Health care, California style
The new year opens with another Obama Care story. It comes from California, as reported by The LA Times:
California officials never anticipated how many people would sign up for state-run health insurance under Obamacare.
The state's health plan for the poor, known as Medi-Cal, now covers 12.7 million people, 1 of every 3 Californians.
If Medi-Cal were a state of its own, it would be the nation's seventh-biggest by population; its $91-billion budget would be the country's fourth-largest, trailing only those of California, New York and Texas.
So 1 of 3 Californians is under a program originally designed to help the poor?
Is the state that poor? Medi-Cal was always a last resort insurance policy, or the place where you went to find health coverage if you couldn't afford a private option or had a preexisting condition or disability.

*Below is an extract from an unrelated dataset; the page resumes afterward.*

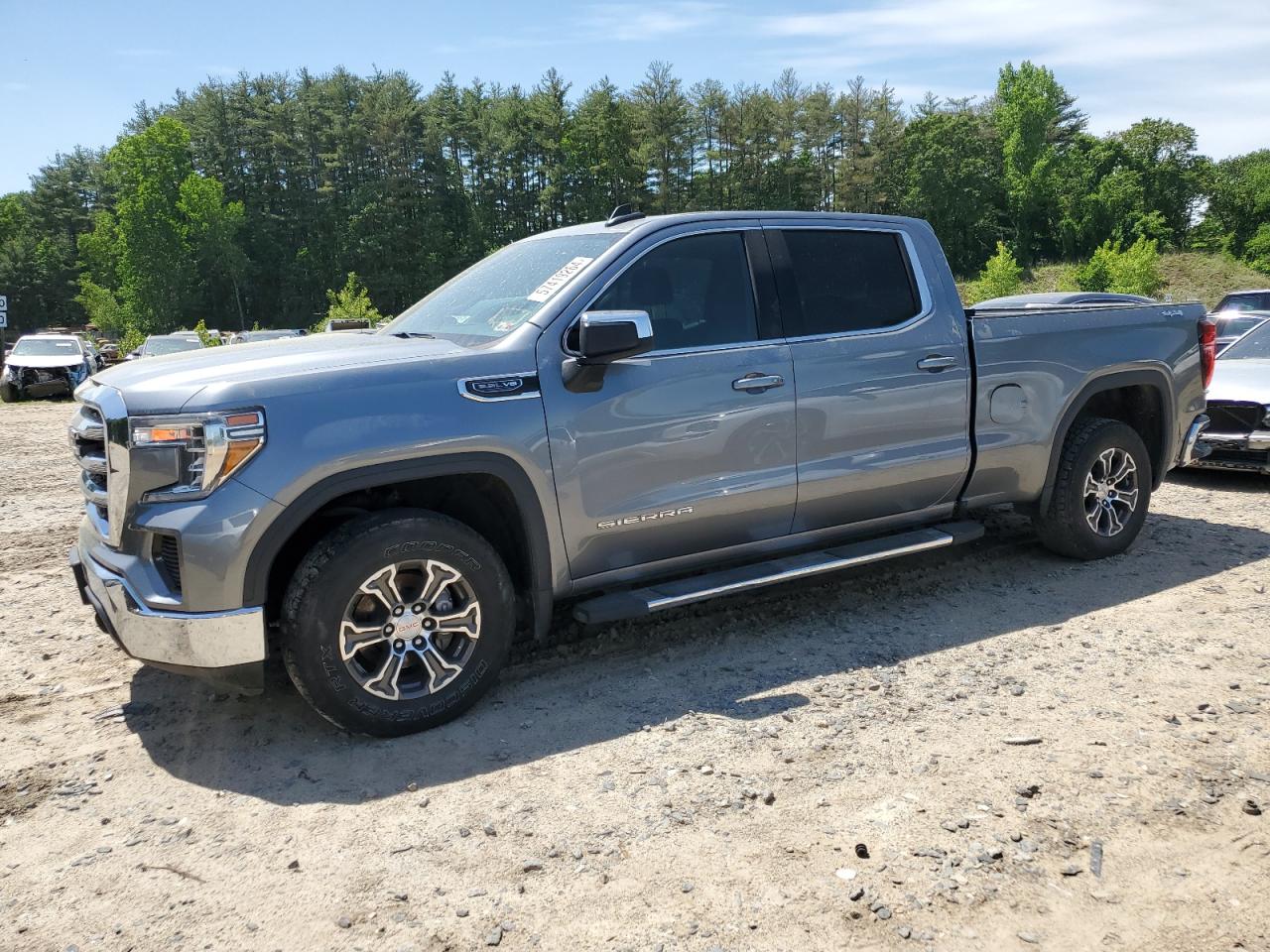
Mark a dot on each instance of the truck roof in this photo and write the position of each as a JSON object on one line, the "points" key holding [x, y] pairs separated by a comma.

Again is the Golden State that poor, or is this what happens when you tell people to sign up because the rich will pay for it.
The article does have an unhappy ending, or a reality check as my late father used to say:
The question California officials now face is how — and on days with a gloomier economic outlook, if — the massive health program can be sustained.
Already, Medi-Cal is seen by many as underfunded, with patients struggling to find doctors and sometimes receiving low quality of care.
A group of activists and others recently filed a federal civil rights complaint alleging that Latinos are being denied access to healthcare because the program does not pay doctors enough.
More proof that Obama Care, or its California version, was always about buying votes rather than creating a health care system.